Cloud Workflows Are Finally Here

Thursday, 24 October 2019

How we interact with the cloud has always been tricky to say the least. But no more. Where once this was a convoluted mishmash of ideas – with everyone testing and learning on the job – we’re now able to make an elegant cloud/remote pipeline function. No longer are we bound to merely some level of success or failure, utilising fire and forget cloud render providers, and watching ever longer transfer times only to see your output returned incorrect.

Cloud Workflows Are Finally Here

Today we really have got a handle on what an ideal cloud workflow can look like for companies and how much they want to expose/integrate themselves with remote workflows or private clouds.

More and more, we are seeing companies working together remotely or utilising a wider freelance audience, and changing what they can achieve by using talent from anywhere in the world.
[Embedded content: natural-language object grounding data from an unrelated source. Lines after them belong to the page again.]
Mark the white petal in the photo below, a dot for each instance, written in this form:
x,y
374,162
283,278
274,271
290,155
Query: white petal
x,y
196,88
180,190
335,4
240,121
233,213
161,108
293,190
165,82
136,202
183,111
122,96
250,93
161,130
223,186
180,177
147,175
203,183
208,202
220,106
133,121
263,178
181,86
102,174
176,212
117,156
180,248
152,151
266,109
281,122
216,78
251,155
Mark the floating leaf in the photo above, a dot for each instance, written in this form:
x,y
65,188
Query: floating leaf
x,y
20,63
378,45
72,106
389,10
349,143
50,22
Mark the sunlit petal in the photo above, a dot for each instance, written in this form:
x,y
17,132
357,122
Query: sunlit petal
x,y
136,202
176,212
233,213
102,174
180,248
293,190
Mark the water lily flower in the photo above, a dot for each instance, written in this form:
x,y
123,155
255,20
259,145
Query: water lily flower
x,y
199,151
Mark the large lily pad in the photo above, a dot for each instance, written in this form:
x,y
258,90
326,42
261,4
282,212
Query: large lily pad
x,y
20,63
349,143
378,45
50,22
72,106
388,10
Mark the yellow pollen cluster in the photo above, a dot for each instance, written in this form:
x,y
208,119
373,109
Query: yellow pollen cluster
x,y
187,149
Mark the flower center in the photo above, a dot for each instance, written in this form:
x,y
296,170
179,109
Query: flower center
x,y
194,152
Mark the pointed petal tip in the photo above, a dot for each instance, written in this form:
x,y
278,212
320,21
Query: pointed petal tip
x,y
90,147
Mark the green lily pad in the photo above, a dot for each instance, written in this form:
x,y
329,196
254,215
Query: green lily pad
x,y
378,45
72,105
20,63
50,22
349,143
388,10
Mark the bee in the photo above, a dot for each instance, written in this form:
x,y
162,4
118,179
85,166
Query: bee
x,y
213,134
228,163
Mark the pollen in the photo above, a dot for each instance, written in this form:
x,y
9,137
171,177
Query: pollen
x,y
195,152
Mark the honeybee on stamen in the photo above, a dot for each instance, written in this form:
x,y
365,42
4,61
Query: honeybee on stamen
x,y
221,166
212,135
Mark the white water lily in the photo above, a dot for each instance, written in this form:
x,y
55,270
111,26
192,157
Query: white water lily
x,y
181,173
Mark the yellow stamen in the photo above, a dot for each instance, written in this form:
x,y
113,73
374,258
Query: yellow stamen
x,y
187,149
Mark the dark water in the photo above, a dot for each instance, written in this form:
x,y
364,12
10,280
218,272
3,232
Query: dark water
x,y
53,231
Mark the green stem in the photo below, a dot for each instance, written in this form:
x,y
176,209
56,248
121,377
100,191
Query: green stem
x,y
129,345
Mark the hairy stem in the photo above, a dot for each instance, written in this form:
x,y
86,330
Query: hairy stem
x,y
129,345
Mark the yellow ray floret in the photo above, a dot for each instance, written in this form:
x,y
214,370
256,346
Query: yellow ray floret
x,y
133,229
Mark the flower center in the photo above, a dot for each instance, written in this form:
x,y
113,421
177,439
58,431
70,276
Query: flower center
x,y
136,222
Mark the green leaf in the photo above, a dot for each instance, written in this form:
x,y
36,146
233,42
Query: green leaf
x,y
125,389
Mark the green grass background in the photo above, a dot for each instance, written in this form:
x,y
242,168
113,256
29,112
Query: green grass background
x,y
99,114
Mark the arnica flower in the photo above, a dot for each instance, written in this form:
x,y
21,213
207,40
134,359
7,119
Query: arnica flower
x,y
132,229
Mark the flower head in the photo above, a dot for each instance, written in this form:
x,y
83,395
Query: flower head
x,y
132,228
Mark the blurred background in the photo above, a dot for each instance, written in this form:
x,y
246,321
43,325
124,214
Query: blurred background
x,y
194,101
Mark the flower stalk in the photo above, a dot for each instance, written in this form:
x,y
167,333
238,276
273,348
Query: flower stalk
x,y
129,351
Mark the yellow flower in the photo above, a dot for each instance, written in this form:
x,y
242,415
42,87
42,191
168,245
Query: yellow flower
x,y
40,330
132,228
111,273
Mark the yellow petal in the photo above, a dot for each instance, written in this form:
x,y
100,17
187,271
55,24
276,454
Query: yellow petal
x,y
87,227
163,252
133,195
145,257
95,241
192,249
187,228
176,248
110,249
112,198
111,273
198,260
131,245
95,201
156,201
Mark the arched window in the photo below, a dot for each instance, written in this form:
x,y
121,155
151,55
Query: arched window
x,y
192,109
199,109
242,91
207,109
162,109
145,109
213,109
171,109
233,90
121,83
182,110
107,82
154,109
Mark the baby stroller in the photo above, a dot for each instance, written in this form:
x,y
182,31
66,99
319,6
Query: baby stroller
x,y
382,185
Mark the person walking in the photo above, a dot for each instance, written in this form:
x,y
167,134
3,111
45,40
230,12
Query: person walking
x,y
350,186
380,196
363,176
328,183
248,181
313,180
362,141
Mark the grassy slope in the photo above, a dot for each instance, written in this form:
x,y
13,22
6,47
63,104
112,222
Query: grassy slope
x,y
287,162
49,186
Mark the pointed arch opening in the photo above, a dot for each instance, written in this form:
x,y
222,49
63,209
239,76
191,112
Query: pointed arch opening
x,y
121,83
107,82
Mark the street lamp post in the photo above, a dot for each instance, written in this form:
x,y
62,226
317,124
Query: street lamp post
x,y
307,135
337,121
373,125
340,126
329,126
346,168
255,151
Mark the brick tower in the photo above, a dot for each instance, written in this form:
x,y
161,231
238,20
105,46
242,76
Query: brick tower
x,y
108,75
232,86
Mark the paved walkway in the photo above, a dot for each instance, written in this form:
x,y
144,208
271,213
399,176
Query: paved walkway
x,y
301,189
Company workflows are evolving from moving data via Google Drive or Dropbox, trying to work around the limitations of fair use policies, to a remote desktop workflow. The transformation means businesses can leave data in one place, enabling external users to access a remote workstation or use the whole available pipeline. 

With this new workflow we do not have the issues of shifting ever larger datasets from one user to the next and have no more concerns of that data falling into the wrong hands. It allows large amounts of remote users all accessing a single pipeline to take advantage of the infrastructure that you have to offer: render farm, storage, and proprietary tools that you would not normally share with external companies.

Some businesses have begun outsourcing specialist work on collaborative projects. Cloud workflows enable animation companies to take on heavy VFX projects and and focus on the animation part of the process while they outsource the 3D modelling and rendering elements. Games companies are also using outsourced workflows for asset generation – never having to worry about their assets leaving their facility.

The use of cloud and private cloud has become much more obvious and takes advantage of the location of your infrastructure. On premises infrastructure can be opened up via remote workstations to freelancers and external companies, while the next level up (colocation) utilises a data centre’s capabilities in connectivity to leverage an improved experience over the limitations of the internet connection in your building. This is the rise of the full hybrid solution.

The 3rd stage of dealing with the big three cloud providers (Amazon, Google, and Microsoft) offers unlimited render, offsite backup, disaster recovery, and remote workstations to enable even greater flexibility over even greater distances. Now, conceivably, you can leverage a worldwide workforce.

We have successfully tackled all of these workflows from building-to-building internal expansion, all the way to a hybrid workflow with one of the big three.

This becomes just an execution of data movement between your local/co-located infrastructure and cloud provider of choice. And for this there are numerous approaches that can be taken.